I giornalisti campani che lo seguono da decenni sono concordi: «È finita un'era». Vincenzo De Luca, lo sceriffo della politica campana, l'uomo politico che da Salerno sfidò tutti, destra e sinistra, a suon di dirette televisive e social, sarcasmo tagliente e pugni sul tavolo, il politico che durante il Covid divenne «il governatore degli italiani» con le sue sortite nelle varie fasi della pandemia, non si può più ricandidare alla guida del più importante ente della Campania, la Regione. Lo ha fermato una sentenza della Corte Costituzionale: ha incenerito la legge campana che consentiva il suo terzo mandato.
L'ex dirigente del Partito Comunista a Salerno, oggi esponente del Partito Democratico ma da sempre in conflitto con la dirigenza Dem, l'eterno avversario di Antonio Bassolino nella leadership politica in Campania, ha passato il giorno più lungo senza fermarsi un attimo.

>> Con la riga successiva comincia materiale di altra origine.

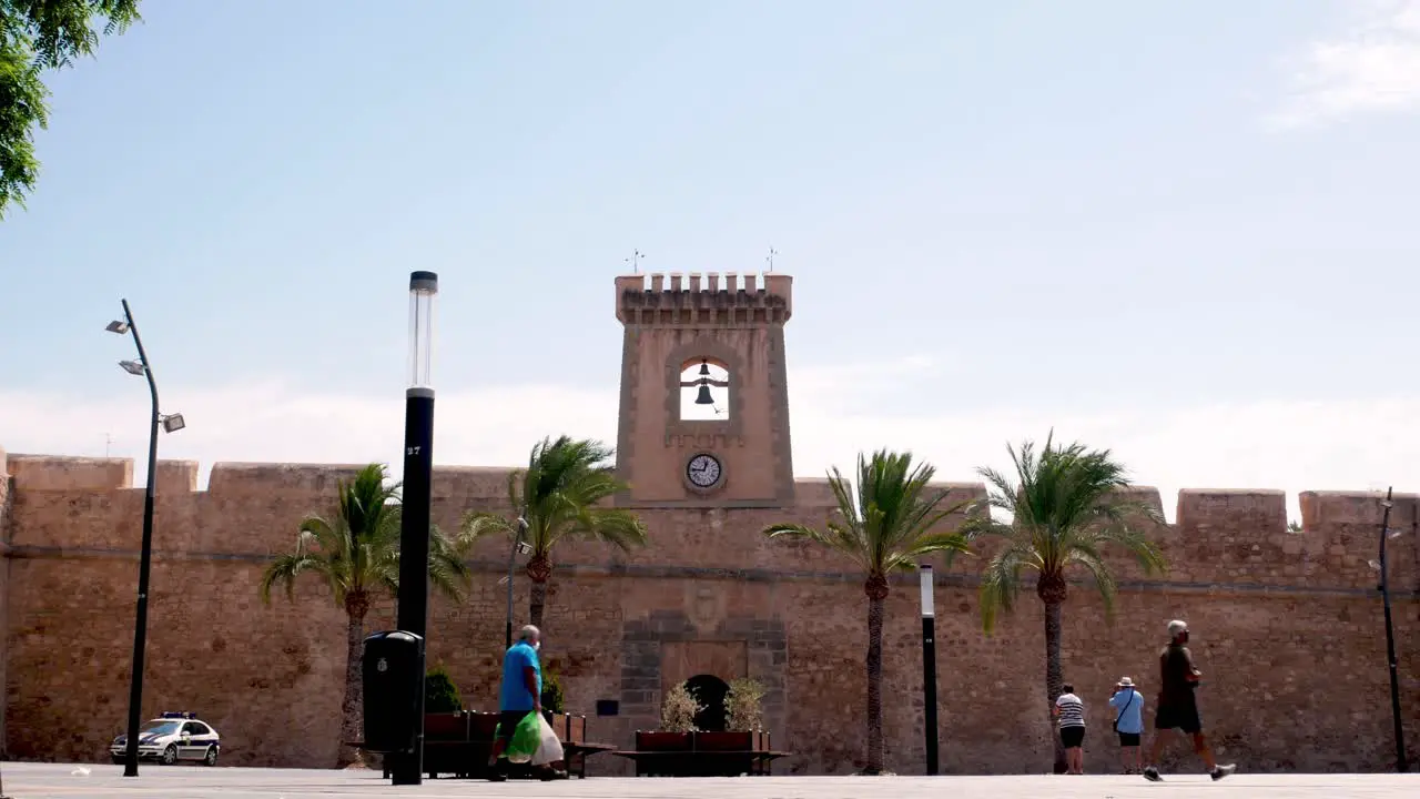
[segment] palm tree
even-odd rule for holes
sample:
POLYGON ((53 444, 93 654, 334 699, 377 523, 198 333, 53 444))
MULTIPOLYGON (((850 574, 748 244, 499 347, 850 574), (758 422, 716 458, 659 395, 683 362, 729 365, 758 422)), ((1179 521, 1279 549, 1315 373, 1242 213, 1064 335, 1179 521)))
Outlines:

Nel pomeriggio Paolo Russo, il suo storico portavoce, una delle persone a lui più vicine, era a Palazzo Santa Lucia, sede della giunta regionale. E De Luca ha continuato a lavorare, è andato ai funerali dell'intellettuale Roberto De Simone, ben sapendo che gli occhi di tanti sarebbero stati puntati su lui e su ciò che avrebbe detto o fatto.

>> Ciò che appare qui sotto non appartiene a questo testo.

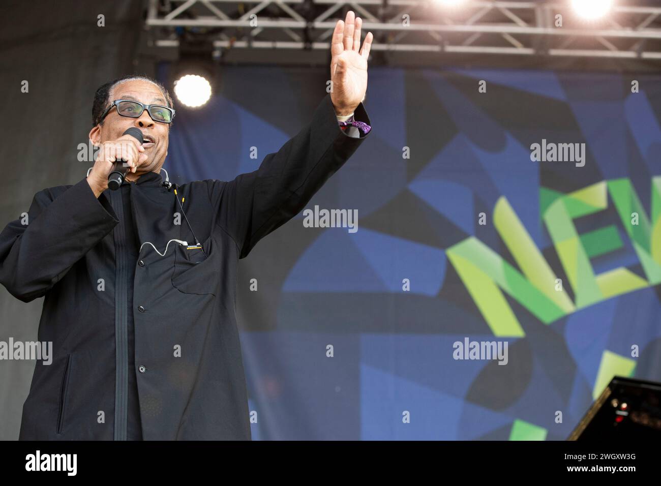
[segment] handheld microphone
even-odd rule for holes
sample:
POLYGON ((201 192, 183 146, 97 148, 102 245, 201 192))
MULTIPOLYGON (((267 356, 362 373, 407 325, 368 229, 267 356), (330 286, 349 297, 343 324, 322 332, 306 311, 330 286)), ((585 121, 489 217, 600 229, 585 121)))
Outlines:
MULTIPOLYGON (((140 142, 140 145, 142 145, 143 142, 145 141, 142 137, 142 132, 134 126, 132 126, 130 128, 127 128, 126 131, 122 134, 130 135, 132 137, 137 139, 137 141, 140 142)), ((128 171, 128 167, 124 166, 124 164, 126 163, 126 161, 120 159, 119 160, 116 160, 115 163, 112 164, 112 171, 110 172, 108 175, 108 186, 112 190, 117 190, 120 188, 120 186, 122 185, 122 182, 124 182, 124 177, 126 175, 126 172, 128 171)))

Quando si è entrati in orario critico, cioè poco dopo le 19, De Luca si è ritirato nei suoi uffici per attendere il verdetto. Alle 19.30 circa è arrivato: negativo. Tutto finito. E il già sindaco e sottosegretario verga poche ma pesantissime righe contro la Consulta, col tono che ben conosce chi lo segue. Parla di una «straordinaria performance giuridica dell'Alta Corte» e continua: «Accolta una tesi strampalata, progettata in udienza, che ha fatto inorridire autorevoli costituzionalisti. La buona notizia è che ci sarà molto lavoro per gli imbianchini. Si dovrà infatti cancellare in tutte le sedi giudiziarie del Paese la scritta: la legge è uguale per tutti».
Cosa accadrà politicamente in Campania ora assomiglia a ciò che avviene con la destituzione di un sovrano, poiché da tale De Luca ha governato: pugno fermo, centralizzazione di ogni decisione e soprattutto voglia di decidere fino all'ultimo posizioni apicali, dirigenti, strategie, perfino i testi della propaganda istituzionale, i pannelli pubblicitari color blu ministeriale che raccontano a suon di slogan le varie iniziative della Regione.

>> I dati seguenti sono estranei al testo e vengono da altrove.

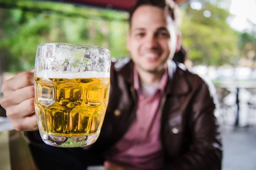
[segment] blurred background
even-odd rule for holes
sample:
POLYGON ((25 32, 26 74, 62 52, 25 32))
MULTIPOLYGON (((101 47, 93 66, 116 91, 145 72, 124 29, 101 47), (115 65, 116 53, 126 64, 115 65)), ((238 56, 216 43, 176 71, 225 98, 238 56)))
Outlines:
MULTIPOLYGON (((89 44, 113 58, 129 57, 127 10, 134 0, 101 1, 0 0, 0 87, 33 69, 42 43, 89 44)), ((223 169, 256 170, 256 0, 177 1, 185 65, 216 89, 223 169)))

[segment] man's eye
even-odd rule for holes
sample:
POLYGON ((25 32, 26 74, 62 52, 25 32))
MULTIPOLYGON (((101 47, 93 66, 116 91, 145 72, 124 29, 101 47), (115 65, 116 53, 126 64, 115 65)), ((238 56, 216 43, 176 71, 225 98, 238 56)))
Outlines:
POLYGON ((143 33, 139 33, 136 34, 136 37, 143 37, 145 35, 145 34, 143 33))
POLYGON ((160 32, 158 34, 158 36, 160 37, 169 38, 170 36, 167 32, 160 32))

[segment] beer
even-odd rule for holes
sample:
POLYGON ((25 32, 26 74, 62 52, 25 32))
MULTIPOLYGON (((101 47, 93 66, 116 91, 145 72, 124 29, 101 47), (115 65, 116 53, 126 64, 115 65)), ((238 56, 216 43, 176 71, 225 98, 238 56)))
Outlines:
POLYGON ((108 106, 109 77, 93 71, 35 75, 35 109, 44 142, 64 147, 94 142, 108 106))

Approdiamo in una fase fluida che più non si può. E lo si capisce anche dai termini di una nota vergata dal leader di Forza Italia Fulvio Martusciello, uno degli ex papabili candidati (che ha rinunciato dopo il caso Europarlamento). Scrive Martusciello: «Porte aperte a chi lascia De Luca». Dunque è una chiamata ai centristi che non si riconoscono nel campo largo progettato dal centrosinistra di Elly Schlein e nell'ipotesi di candidare il M5S di lungo corso Roberto Fico, ex presidente della Camera. Ben coperta da "bruciature" resiste anche la candidatura del sindaco di Napoli e presidente di Anci Gaetano Manfredi, figura meno esposta e più gradita ai moderati.
E il centrodestra? Per Giorgia Meloni è tempo di sondaggi. Dovrà infatti necessariamente sondare Matteo Piantedosi, ministro dell'Interno ma anche Edmondo Cirielli, parlamentare salernitano di Fratelli d'Italia. Per Piantedosi c'è un enorme problema: se va via dal Viminale, quella casella la pretende Matteo Salvini. E Giorgia Meloni non lo rivuole al ministero dell'Interno, sic et simpliciter.
Una cosa è certa: la sfera d'influenza di Vincenzo De Luca non finirà con la sentenza della Consulta, non si spegnerà del tutto come un interruttore. Egli potrebbe essere per il centrosinistra lo Jep Gambardella delle Elezioni Regionali in Campania: se non le vince, può farle fallire.